Marino led me out of the kitchen, leaving the officer to continue questioning Petersen.

"Have you taken your pictures yet?" I asked.

"ID's in there now, dusting everything," he said, referring to the Identification section officers processing the scene. "I told 'em to give the body a wide berth."

We paused in the hallway.

On the walls were several nice watercolors and a collection of photographs depicting the husband's and the wife's respective graduating classes, and one artistic color shot of the young couple leaning against weathered piling before a backdrop of the beach, the legs of their trousers rolled up to their calves, the wind ruffling their hair, their faces ruddy from the sun. She was pretty in life, blond, with delicate features and an engaging smile. She went to Brown, then to Harvard for medical school. Her husband's undergraduate years were spent at Harvard. This was where they must have met, and apparently he was younger than she.

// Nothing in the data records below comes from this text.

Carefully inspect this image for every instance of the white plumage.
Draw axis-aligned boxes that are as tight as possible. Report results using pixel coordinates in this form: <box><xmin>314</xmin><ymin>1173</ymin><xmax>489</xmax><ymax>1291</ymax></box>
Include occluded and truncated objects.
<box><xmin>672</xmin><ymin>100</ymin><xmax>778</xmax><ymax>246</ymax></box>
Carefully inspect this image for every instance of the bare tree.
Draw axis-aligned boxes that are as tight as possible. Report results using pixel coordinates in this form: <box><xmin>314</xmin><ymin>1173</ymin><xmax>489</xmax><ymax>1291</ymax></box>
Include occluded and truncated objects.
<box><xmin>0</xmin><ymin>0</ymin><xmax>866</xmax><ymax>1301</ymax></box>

She. Lori Petersen. Brown. Harvard. Brilliant. Thirty years old. About to have it all realized, her dream. After eight grueling years, at least, of medical training. A physician. All of it destroyed in a few minutes of a stranger's aberrant pleasure.

Marino touched my elbow.

I turned away from the photographs as he directed my attention to the open doorway just ahead on the left.

"Here's how he got in," he said.

It was a small room with a white tile floor and walls papered in Williamsburg blue. There was a toilet and a lavatory, and a straw clothes hamper. The window above the toilet was open wide, a square of blackness through which cool, moist air seeped and stirred the starchy white curtains. Beyond, in the dark, dense trees, cicadas were tensely sawing.